12. Persistent Object: Data objects that retain their state even
after the application that created them has ended, typically stored
in a database.
13. Meta-data: Data that describes other data, such as
information about data structure, format, and constraints.
14. Transaction-Processing Application: Applications that
involve multiple operations on a database and ensure data integrity
and consistency even in concurrent usage.
1.2 Main Types of Actions Involving Databases
1. Defining the Database: Establishing the data structure, format,
and constraints (schema definition) that the database will follow.
2. Constructing the Database: Populating the database with initial
data to enable immediate use.
3. Manipulating the Database: Operations such as querying,
updating, and deleting data, allowing users to work with stored
information.
4. Sharing the Database: Allowing multiple users and applications to
access the data concurrently, requiring mechanisms to manage
transactions and ensure data integrity.
1.3 Characteristics of the Database Approach vs. Traditional File
Systems
The database approach organizes data independently from application
programs, which allows for better consistency, reduced redundancy, and
easier data sharing. In contrast, traditional file systems store data in files
within specific programs, making it harder to maintain consistency, share
data across applications, and manage data dependencies. The database
approach also offers program-data independence, multiple user views,
and higher security.
1.4 Responsibilities of the DBA and Database Designers
DBA: Manages overall database maintenance, performance tuning,
backup, recovery, and ensuring data security and access control.

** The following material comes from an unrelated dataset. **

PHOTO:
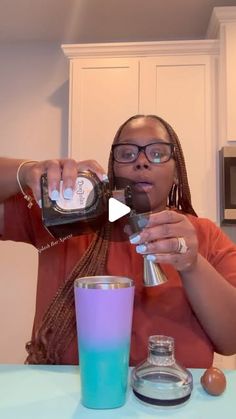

Database Designers: Responsible for creating the data model,
structuring the schema, and ensuring efficient data storage,
integrity, and usability.
1.5 Types of Database End Users and Their Activities
1. Casual Users: Occasionally query the database, often using ad-hoc
queries.
2. Naive/Parametric Users: Rely on pre-built applications to perform
repetitive tasks, like data entry or transactions.
3. Sophisticated Users: Use complex querying, often analysts or
developers who understand database internals.
4. Standalone Users: Maintain personal databases and perform
regular tasks using packaged applications.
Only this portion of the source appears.